O blogue tem sido muito pouco atualizado. O trabalho de investigação e outros motivos obrigam a uma concentração de esforços num só sentido. Obrigado pela preferência manifestada desde 2003.

4.6.11

MEMÓRIAS DE UM CAIXEIRO

O que se ouvia e via ao balcão do Portela é um livro de Paulo Barreto e editado o ano passado em Vila Praia de Âncora, de onde o autor é oriundo. Memórias de um jovem caixeiro e filho de alfaiates que não quiseram que ele seguisse a profissão, conta a história de alguém que entrou na loja do Portela, junto à Praça da República, naquela vila, para trabalhar quando tinha treze anos (o autor nasceu em 1935).

O balcão e a porta da loja representavam um bom e privilegiado ponto de observação. A loja, a praça e a vila funcionam como um todo, interrelacionam-se. O autor descreve tipos de pessoas, profissões, veraneantes, festas e procissões, os acontecimentos sociais, o papel do comboio, a relação entre comerciantes, a cultura (a Sociedade, o Órfeão), os dias da semana e os domingos, a religião. Mas também a política (e a falta de liberdade até 1974), a música, os livros e a sua leitura.
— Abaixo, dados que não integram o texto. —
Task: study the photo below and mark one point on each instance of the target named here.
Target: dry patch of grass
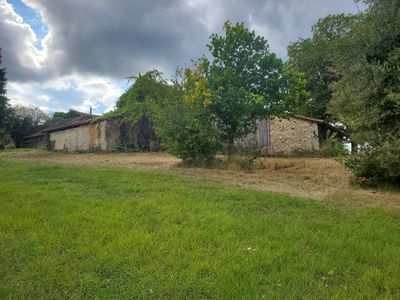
(320, 179)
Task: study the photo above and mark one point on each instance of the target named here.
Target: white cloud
(92, 46)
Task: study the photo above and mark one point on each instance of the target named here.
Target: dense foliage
(26, 120)
(247, 82)
(352, 64)
(215, 102)
(316, 58)
(4, 108)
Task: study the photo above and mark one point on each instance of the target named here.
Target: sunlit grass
(75, 232)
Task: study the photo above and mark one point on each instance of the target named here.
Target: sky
(77, 54)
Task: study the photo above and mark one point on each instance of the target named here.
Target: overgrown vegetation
(209, 106)
(352, 64)
(72, 232)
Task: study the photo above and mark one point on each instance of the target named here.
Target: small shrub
(10, 146)
(378, 164)
(332, 147)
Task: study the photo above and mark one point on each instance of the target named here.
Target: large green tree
(26, 119)
(315, 57)
(247, 81)
(4, 106)
(367, 96)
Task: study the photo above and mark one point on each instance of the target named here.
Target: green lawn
(69, 232)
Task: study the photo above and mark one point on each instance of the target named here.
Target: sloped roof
(70, 123)
(323, 123)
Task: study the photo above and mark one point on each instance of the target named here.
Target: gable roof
(340, 133)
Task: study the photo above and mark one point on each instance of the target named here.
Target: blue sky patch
(32, 18)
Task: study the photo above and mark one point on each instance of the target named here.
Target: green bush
(379, 164)
(332, 147)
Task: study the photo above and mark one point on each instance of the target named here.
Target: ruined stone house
(91, 133)
(289, 135)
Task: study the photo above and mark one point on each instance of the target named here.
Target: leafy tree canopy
(247, 81)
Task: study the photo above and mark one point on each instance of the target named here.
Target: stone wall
(106, 135)
(289, 135)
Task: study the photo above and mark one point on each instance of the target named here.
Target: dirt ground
(320, 179)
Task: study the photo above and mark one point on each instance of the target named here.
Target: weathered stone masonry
(89, 134)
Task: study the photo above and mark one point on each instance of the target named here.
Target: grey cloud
(123, 37)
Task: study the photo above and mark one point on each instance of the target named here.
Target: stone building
(288, 135)
(90, 133)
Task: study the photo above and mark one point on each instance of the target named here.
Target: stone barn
(289, 135)
(91, 133)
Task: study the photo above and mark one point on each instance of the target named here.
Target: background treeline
(205, 108)
(352, 68)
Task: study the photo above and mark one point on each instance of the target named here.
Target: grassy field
(80, 232)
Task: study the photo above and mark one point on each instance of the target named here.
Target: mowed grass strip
(71, 232)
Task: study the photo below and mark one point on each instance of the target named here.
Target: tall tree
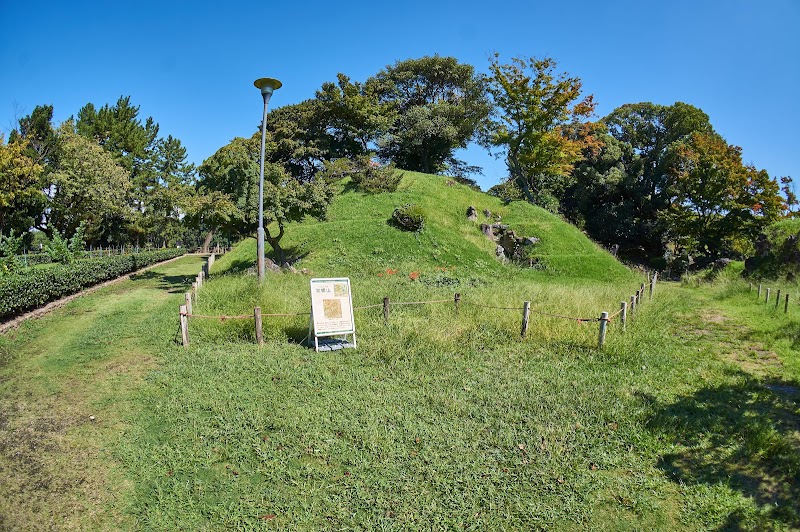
(630, 208)
(354, 116)
(120, 131)
(234, 171)
(717, 205)
(36, 129)
(22, 201)
(90, 186)
(535, 108)
(436, 105)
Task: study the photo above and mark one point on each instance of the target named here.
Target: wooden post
(259, 331)
(653, 284)
(526, 314)
(601, 340)
(184, 326)
(624, 314)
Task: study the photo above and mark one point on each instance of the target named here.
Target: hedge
(23, 291)
(31, 259)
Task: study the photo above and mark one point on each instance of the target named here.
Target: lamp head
(267, 86)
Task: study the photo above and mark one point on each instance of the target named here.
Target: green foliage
(20, 292)
(58, 249)
(409, 217)
(90, 187)
(717, 205)
(9, 248)
(21, 196)
(438, 106)
(365, 175)
(77, 242)
(537, 108)
(234, 171)
(778, 252)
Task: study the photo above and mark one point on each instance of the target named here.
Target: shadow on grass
(174, 284)
(745, 436)
(791, 332)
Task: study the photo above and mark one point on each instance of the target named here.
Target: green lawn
(689, 420)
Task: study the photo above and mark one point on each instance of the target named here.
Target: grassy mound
(357, 240)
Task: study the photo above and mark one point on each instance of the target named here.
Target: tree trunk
(274, 243)
(207, 241)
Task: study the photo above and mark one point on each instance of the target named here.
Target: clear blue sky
(191, 65)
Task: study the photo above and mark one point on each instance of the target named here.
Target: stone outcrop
(509, 245)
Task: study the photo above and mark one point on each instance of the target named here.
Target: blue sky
(191, 65)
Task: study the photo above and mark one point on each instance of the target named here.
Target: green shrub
(365, 175)
(23, 291)
(409, 217)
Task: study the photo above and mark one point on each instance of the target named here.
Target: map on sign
(332, 307)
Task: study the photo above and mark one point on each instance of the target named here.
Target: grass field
(688, 420)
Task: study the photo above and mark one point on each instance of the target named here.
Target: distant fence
(626, 311)
(768, 297)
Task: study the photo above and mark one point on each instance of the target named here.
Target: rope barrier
(571, 318)
(617, 313)
(489, 307)
(419, 302)
(579, 320)
(244, 316)
(220, 318)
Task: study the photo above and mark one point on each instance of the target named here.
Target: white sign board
(332, 307)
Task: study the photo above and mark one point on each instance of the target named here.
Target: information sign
(331, 310)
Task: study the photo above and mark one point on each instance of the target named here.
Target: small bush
(409, 217)
(23, 291)
(377, 179)
(365, 175)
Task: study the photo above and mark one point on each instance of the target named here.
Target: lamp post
(267, 86)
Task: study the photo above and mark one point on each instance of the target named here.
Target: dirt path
(41, 311)
(65, 383)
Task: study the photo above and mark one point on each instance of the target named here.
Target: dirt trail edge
(41, 311)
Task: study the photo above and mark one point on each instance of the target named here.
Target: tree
(234, 171)
(22, 201)
(132, 143)
(36, 130)
(596, 199)
(789, 195)
(621, 194)
(89, 186)
(535, 107)
(299, 140)
(173, 184)
(353, 115)
(717, 205)
(435, 106)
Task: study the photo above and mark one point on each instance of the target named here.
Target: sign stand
(331, 320)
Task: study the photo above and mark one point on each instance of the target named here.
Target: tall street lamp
(267, 86)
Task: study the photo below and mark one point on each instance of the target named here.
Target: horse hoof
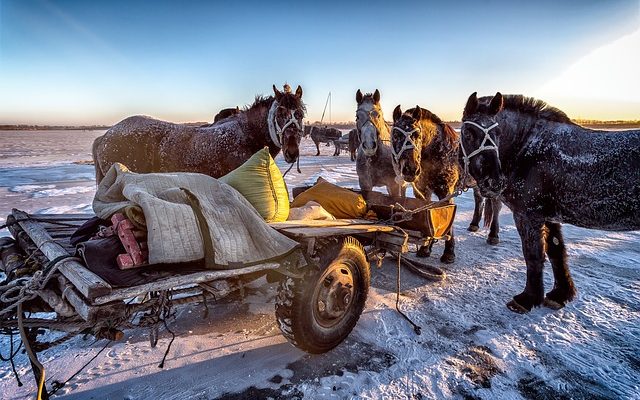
(448, 258)
(515, 307)
(552, 304)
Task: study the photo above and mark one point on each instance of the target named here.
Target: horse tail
(96, 159)
(488, 212)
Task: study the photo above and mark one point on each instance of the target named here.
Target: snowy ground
(471, 347)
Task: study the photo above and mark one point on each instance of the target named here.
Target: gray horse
(373, 161)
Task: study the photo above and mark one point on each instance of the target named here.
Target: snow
(471, 345)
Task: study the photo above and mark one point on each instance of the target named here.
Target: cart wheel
(317, 312)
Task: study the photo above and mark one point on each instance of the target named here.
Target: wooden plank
(319, 223)
(354, 229)
(179, 280)
(87, 312)
(63, 217)
(88, 284)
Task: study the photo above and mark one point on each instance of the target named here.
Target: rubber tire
(294, 311)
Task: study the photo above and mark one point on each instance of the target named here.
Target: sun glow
(604, 84)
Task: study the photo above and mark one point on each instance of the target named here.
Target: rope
(38, 368)
(57, 385)
(24, 289)
(416, 328)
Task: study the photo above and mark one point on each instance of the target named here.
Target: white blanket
(237, 231)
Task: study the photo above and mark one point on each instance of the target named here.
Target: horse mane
(288, 100)
(448, 133)
(527, 105)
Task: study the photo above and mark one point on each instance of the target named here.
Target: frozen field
(471, 347)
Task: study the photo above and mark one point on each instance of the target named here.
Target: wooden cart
(318, 303)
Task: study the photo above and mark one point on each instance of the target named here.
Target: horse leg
(425, 251)
(477, 211)
(531, 235)
(496, 206)
(563, 289)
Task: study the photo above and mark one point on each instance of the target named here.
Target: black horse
(425, 153)
(549, 171)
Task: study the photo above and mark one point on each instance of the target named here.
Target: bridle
(359, 127)
(493, 146)
(408, 143)
(275, 131)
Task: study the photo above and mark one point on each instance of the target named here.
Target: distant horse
(323, 135)
(354, 142)
(222, 114)
(341, 144)
(548, 170)
(373, 161)
(425, 152)
(225, 113)
(144, 144)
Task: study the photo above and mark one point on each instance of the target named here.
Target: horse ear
(376, 96)
(417, 113)
(496, 104)
(472, 105)
(397, 113)
(277, 92)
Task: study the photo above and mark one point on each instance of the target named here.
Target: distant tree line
(51, 127)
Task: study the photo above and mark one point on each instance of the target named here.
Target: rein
(493, 146)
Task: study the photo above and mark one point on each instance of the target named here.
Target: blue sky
(80, 62)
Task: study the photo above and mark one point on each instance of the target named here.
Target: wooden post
(88, 284)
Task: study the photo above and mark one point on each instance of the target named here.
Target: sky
(97, 62)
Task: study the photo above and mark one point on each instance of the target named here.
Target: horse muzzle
(290, 156)
(491, 187)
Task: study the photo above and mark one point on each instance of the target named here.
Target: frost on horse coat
(145, 144)
(552, 171)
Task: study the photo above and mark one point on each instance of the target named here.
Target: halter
(408, 143)
(493, 146)
(275, 131)
(359, 128)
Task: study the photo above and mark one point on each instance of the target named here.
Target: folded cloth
(309, 211)
(184, 212)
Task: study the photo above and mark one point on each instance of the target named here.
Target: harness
(493, 146)
(408, 143)
(275, 131)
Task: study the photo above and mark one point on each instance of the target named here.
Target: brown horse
(145, 144)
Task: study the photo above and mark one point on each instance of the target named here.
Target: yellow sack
(260, 181)
(339, 202)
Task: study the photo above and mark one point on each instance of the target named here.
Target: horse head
(406, 142)
(370, 122)
(285, 121)
(479, 139)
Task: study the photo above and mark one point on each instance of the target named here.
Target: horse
(491, 210)
(323, 135)
(548, 171)
(145, 144)
(225, 113)
(425, 153)
(373, 159)
(354, 143)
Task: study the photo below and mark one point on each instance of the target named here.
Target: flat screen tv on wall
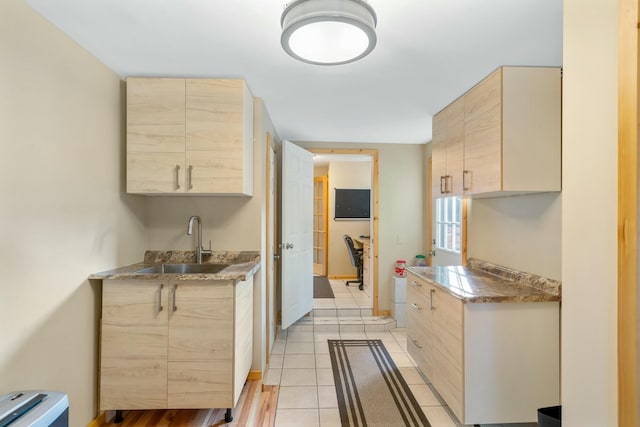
(352, 204)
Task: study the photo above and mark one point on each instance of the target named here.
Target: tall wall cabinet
(506, 130)
(189, 136)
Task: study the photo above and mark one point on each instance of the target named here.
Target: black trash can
(550, 417)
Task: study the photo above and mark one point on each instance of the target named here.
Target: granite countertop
(242, 265)
(483, 282)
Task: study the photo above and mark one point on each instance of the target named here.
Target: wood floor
(256, 407)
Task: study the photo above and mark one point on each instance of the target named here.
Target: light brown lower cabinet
(492, 363)
(174, 344)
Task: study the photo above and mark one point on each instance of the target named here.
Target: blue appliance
(34, 408)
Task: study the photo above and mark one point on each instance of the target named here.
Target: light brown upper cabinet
(511, 133)
(189, 136)
(447, 150)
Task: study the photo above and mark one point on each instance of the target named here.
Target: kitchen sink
(183, 269)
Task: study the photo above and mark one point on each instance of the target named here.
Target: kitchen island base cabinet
(174, 345)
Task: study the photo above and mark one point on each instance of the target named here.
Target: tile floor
(300, 362)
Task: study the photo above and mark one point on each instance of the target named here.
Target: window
(449, 224)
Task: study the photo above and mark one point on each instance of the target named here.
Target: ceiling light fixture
(328, 32)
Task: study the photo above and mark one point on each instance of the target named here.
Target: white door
(447, 231)
(297, 233)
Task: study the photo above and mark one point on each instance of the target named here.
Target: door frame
(374, 195)
(270, 288)
(325, 222)
(628, 98)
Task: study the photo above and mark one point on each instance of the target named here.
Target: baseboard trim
(255, 375)
(98, 421)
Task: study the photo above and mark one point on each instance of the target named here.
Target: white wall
(589, 214)
(402, 190)
(345, 174)
(521, 232)
(63, 215)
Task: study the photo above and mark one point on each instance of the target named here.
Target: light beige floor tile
(298, 377)
(438, 416)
(402, 360)
(322, 347)
(351, 328)
(327, 397)
(423, 394)
(294, 347)
(298, 397)
(324, 303)
(324, 312)
(299, 361)
(278, 347)
(297, 418)
(323, 361)
(411, 375)
(330, 417)
(325, 376)
(319, 336)
(273, 376)
(296, 329)
(327, 327)
(275, 360)
(299, 336)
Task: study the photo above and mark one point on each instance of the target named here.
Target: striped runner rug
(371, 391)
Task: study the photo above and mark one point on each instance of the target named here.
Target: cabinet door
(439, 154)
(200, 345)
(243, 333)
(455, 146)
(155, 135)
(133, 371)
(447, 350)
(483, 136)
(216, 148)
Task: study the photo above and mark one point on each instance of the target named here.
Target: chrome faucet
(199, 249)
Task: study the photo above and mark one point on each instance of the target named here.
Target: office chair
(356, 260)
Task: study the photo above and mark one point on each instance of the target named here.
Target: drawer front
(418, 284)
(447, 327)
(447, 379)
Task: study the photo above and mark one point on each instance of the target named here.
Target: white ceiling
(429, 52)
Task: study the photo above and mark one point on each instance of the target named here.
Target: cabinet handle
(173, 299)
(160, 308)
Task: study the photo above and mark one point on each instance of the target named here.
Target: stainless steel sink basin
(183, 269)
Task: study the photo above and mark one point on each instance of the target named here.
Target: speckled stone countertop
(242, 265)
(483, 282)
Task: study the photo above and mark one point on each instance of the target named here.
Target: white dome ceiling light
(328, 32)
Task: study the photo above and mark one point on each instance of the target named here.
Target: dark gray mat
(322, 288)
(370, 389)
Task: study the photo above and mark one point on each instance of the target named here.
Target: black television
(352, 204)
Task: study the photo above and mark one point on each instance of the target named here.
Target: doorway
(338, 265)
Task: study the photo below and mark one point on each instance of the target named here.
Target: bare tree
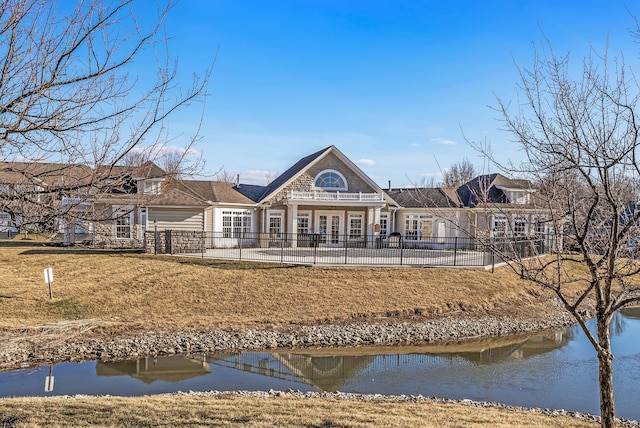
(581, 139)
(70, 98)
(458, 174)
(226, 176)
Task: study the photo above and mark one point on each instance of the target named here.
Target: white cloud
(158, 150)
(443, 141)
(366, 162)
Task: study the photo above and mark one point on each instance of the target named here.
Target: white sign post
(48, 382)
(48, 278)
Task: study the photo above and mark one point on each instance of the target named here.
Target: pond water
(556, 369)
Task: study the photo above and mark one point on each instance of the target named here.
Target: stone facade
(173, 242)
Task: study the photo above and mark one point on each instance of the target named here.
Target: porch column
(292, 224)
(373, 218)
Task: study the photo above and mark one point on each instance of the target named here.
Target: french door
(330, 229)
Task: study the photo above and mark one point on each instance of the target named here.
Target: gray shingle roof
(424, 197)
(486, 189)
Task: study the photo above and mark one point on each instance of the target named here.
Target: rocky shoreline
(406, 398)
(40, 347)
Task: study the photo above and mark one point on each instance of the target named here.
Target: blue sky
(396, 86)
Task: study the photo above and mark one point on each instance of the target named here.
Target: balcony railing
(337, 196)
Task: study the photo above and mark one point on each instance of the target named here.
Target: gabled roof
(252, 191)
(290, 174)
(489, 189)
(197, 193)
(425, 197)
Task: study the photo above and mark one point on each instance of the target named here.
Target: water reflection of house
(327, 373)
(149, 369)
(631, 312)
(522, 350)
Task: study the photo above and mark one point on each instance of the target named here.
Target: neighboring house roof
(425, 197)
(489, 189)
(146, 170)
(252, 191)
(47, 175)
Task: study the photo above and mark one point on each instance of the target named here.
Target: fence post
(281, 250)
(346, 244)
(493, 255)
Do livro, fica-se a saber que o autor aprendeu piano e tocou saxfone, esforçou-se por recuperar a vida ao órfeão da vila, é pintor autodidacta. O livro faz-se acompanhar por muitas fotografias, muitas delas feitas pelo autor, com grupos de amigos, de famílias e de acontecimentos. É, assim, um mundo inteiro observado.